La Gallinule africaine (Paragallinula angulata) appartenait encore récemment au même genre que la Gallinule poule-d’eau (Gallinula chloropus), mais sa classification taxonomique a récemment été changée afin de résoudre la polyphylie (= absence d’ancêtre commun) de Gallinula (lire Proposition d’une nouvelle classification de la famille des Rallidés). Elle est souvent confondue avec cette espèce familière, mais elle est plus petite, sa ligne blanche latérale est plus étroite, son bec est plus large et presque entièrement jaune (à l’exception d’une zone rouge sur le culmen), et non pas en grande partie rouge, sa plaque frontale a une extrémité pointue et non pas arrondie, et ses pattes sont jaunes et non pas verdâtres.

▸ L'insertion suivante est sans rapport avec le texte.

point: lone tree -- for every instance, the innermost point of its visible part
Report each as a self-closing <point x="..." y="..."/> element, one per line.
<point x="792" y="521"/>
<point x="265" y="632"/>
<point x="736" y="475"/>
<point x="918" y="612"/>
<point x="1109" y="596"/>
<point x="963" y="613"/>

L’immature a un plumage d’un brun-chamois plus chaud que celui de la Gallinule poule-d’eau, et son bec est jaunâtre et non pas brunâtre.

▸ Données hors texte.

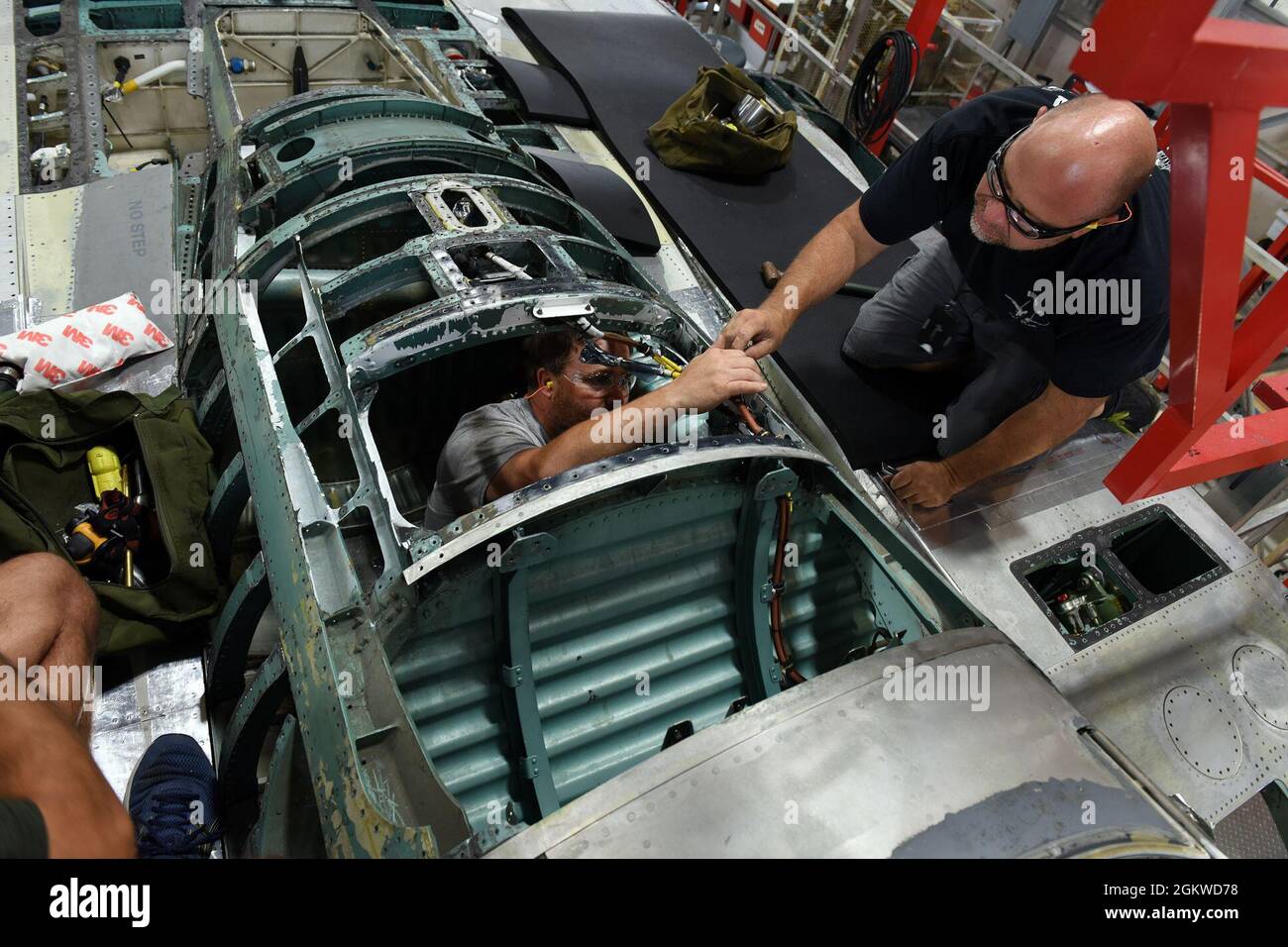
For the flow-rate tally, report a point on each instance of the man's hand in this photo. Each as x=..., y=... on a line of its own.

Elle est largement répandue dans les zones humides d’Afrique subsaharienne, à l’exception du sud du continent et de Madagascar.

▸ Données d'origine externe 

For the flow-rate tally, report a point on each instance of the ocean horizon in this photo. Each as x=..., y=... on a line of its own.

Gallinule africaine (Paragallinula angulata)

Gallinule africaine (Paragallinula angulata) immature dans une prairie humide près d’Ajaccio (Corse-du-Sud) le 7 mars 2024 : il s’agit a priori de la première donnée pour la France (cliquez sur la photo pour l’agrandir).
Photographie : Jacques Artieda / Corse-Ornitho

C’est une espèce accidentelle très rare dans le Paléarctique occidental (lire Qu’est-ce que le Paléarctique occidental ?), avec seulement huit données connues jusqu’en 2020 :

  • un immature découvert dans une prairie inondée près d’Olot en Catalogne (Espagne) le 23 janvier 2020.
  • Un immature qui a heurté un immeuble sur l’île de Lanzarote, dans l’archipel des Canaries (Espagne), le 15 janvier 2020. Il a pu être soigné et relâché.
  • Trois oiseaux trouvés en 2020 sur l’archipel du Cap-Vert (lire Observer les oiseaux sur les îles du Cap-Vert), avec respectivement un immature le 24 février sur l’île de Santiago, le 5 mars dans un marais au nord de Santa Maria, sur l’île de Sal, et un adulte sur Boa Vista le 24 juillet.
  • Un oiseau de premier hiver trouvé le 5 février 2000 sur un bateau (lire Ces oiseaux qui voyagent sur des bateaux) au large de Laxe, dans la province de La Corogne (Espagne), mais qui est mort peu après.
  • Une femelle observée le 10 mars 2003 à Algésiras, dans la province de Cadix (Espagne), qui est également morte plus tard.
  • Un mâle collecté à Funchal, sur l’île de Madère (lire Observer les oiseaux sur l’île de Madère), le 26 janvier 1895.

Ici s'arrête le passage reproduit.